Setelah lukisannya jadi, kemudian difoto dengan resolusi tinggi, dan diedit warnanya secara digital. Berikutnya barulah diprint pada kain yang selanjutnya dikembangkan menjadi produk fashion.
Kata Onno ada 2 pilihan jenis kain yang bisa dipakai sebagai media cetak, yaitu polyester dan katun. Kalau dicetak di polyester memang warnanya sangat cerah, bisa diprint pada banyak tempat di Jogjakarta. Tapi kelemahannya kalau dipakai panas. Akhirnya Onno memutuskan memakai katun, meskipun untuk itu ia harus mencetaknya di Jakarta yang prosesnya lama.
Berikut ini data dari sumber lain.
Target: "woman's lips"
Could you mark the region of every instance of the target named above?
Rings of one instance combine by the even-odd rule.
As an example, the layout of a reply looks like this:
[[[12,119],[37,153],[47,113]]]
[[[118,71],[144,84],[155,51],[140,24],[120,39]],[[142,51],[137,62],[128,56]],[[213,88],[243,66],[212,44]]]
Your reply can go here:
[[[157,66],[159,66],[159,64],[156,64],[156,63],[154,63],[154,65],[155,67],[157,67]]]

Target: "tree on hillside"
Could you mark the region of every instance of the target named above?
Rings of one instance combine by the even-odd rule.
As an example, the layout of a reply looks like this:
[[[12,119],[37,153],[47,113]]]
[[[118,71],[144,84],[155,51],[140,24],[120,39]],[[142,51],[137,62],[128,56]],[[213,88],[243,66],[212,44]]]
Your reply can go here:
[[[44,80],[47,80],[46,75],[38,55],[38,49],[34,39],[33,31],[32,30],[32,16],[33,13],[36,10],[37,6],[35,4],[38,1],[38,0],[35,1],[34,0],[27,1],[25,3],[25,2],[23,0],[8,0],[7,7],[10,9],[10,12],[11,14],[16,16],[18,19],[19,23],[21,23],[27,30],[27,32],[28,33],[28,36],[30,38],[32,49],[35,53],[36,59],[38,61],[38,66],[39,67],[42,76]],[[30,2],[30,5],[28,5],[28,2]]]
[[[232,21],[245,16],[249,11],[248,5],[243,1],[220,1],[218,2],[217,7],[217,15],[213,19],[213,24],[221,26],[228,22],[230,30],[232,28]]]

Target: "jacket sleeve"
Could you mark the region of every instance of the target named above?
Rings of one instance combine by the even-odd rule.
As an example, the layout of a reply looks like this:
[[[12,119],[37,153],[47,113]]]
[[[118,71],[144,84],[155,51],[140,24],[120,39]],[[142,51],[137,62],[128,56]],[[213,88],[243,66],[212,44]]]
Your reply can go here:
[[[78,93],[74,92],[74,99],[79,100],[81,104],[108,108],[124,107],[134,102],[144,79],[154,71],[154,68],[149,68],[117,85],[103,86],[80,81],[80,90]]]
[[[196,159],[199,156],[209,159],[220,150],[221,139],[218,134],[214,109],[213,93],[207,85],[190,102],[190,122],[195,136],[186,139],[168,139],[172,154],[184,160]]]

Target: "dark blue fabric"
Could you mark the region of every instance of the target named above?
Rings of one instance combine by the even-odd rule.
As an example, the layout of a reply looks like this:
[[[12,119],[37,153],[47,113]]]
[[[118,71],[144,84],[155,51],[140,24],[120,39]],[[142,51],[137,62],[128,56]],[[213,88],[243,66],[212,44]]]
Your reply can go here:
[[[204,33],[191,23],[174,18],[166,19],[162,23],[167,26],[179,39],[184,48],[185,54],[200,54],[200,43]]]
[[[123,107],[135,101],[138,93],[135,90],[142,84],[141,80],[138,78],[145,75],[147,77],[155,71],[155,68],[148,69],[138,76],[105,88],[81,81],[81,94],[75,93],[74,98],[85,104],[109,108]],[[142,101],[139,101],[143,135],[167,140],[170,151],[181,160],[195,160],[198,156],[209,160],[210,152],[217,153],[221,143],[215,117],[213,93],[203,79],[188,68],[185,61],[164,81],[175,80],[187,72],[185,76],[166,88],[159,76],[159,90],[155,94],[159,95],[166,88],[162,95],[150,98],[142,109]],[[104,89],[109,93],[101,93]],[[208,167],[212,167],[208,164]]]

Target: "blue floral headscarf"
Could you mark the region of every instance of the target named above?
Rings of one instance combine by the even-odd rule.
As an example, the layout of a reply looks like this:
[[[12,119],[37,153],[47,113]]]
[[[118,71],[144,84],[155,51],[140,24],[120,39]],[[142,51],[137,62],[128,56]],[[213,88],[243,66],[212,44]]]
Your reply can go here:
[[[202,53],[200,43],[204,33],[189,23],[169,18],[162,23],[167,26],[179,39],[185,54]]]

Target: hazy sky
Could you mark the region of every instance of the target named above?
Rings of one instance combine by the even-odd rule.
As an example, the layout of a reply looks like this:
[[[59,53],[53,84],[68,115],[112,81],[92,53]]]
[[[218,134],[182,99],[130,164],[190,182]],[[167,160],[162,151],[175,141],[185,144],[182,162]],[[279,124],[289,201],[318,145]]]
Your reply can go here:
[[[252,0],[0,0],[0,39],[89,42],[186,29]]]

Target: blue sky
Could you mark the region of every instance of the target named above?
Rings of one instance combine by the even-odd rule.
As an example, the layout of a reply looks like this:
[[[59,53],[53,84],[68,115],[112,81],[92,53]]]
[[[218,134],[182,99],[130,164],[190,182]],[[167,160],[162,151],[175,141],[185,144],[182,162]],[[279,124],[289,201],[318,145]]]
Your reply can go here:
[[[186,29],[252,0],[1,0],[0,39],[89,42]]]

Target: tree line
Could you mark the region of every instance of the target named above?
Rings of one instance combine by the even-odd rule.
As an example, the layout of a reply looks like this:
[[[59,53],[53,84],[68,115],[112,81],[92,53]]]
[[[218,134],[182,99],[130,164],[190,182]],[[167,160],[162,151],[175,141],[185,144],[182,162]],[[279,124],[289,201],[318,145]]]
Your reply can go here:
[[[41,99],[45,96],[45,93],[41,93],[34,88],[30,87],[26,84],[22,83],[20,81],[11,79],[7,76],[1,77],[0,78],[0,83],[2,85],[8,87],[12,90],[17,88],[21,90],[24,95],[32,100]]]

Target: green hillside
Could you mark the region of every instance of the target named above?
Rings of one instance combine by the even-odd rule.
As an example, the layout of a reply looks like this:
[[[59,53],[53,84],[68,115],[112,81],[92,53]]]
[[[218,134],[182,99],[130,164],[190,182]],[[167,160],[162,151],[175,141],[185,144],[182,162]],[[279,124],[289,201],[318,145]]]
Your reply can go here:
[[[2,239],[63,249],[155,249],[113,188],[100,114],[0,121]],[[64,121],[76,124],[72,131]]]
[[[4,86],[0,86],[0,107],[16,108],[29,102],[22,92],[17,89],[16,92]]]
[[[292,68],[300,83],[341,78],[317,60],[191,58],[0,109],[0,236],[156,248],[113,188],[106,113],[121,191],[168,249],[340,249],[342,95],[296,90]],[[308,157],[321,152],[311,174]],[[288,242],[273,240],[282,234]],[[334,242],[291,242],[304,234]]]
Proyek pertamanya digarap tahun 2016 dengan judul “Amazing Indonesia Series”, yaitu berupa gambar ragam tarian di Indonesia dengan gaya seni modern pop art. Pada tahun 2018 karyanya tersebut sempat dipamerkan dua kali lewat peragaan fashion show, yaitu di Bogor dan pada event Festival Payung Borobudur.
Apresiasi yang diterima dari publik dan teman-temannya sangat baik, sehingga membuat Onno menjadi terpacu untuk membikin karya lagi. Pada tahun 2017 lahirlah karyanya yang kedua berjudul “Rhymes of Indonesia Series”, yang bercerita tentang kehidupan sehari-hari masyarakat Indonesia.
Pada tahun 2019 Onno menggarap proyeknya yang ketiga, diberi judul “The Journey of Life”. Bercerita tentang falsafah hidup orang Jawa sejak sebelum lahir hingga tutup usia, dibuat dengan gaya lukisan dekoratif.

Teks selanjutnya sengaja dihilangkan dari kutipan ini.